In an emailed statement, Akbank said it had been targeted in a SWIFT attack on Dec. 8.

It said it had immediately taken preventive measures and informed authorities and its systems were working properly. There was no security breach or loss affecting its customers, it said.

“This has no impact on Akbank’s operations or financials. The maximum risk Akbank would face is $4 million,” it said, adding that any potential losses would be covered by insurance.

In a statement, SWIFT said it did not comment on individual entities, adding: “We have no indication that our network and core messaging services have been compromised”.

SWIFT is a Belgium-based co-operative owned by its user banks, which include both central banks and commercial banks. It handles trillions of dollars in fund transfers daily, and is considered the backbone of international banking.

Founded in 1973, SWIFT operates a secure messaging network that has been considered reliable for four decades.
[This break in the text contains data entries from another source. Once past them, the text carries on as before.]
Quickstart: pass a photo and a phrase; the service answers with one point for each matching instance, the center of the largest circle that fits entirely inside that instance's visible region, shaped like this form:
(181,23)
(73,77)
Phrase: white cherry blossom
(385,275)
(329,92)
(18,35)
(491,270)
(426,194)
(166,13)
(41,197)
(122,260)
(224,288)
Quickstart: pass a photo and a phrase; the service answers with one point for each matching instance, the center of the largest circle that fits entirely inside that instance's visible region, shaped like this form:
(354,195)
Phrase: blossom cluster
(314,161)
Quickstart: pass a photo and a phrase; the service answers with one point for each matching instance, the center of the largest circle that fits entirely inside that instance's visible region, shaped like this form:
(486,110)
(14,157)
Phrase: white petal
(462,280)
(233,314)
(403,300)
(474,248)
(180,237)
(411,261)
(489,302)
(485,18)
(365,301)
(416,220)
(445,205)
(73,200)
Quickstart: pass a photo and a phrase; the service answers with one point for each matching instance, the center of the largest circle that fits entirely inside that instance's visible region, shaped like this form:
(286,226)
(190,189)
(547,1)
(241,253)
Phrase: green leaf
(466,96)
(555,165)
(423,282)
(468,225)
But recent attacks underscore how its central role in global finance also presents a systemic risk.

Recent thefts and attempted thefts have involved criminals sending fraudulent SWIFT payment instructions after gaining access to a bank’s SWIFT interface, either by hacking or with the co-operation of local bank staff.

In February, hackers used stolen Bangladesh Bank credentials to send SWIFT messages requesting the transfer of nearly $1 billion from its correspondent account at the New York Federal Reserve. The hackers succeeded in transferring $81 million to four accounts in Manila.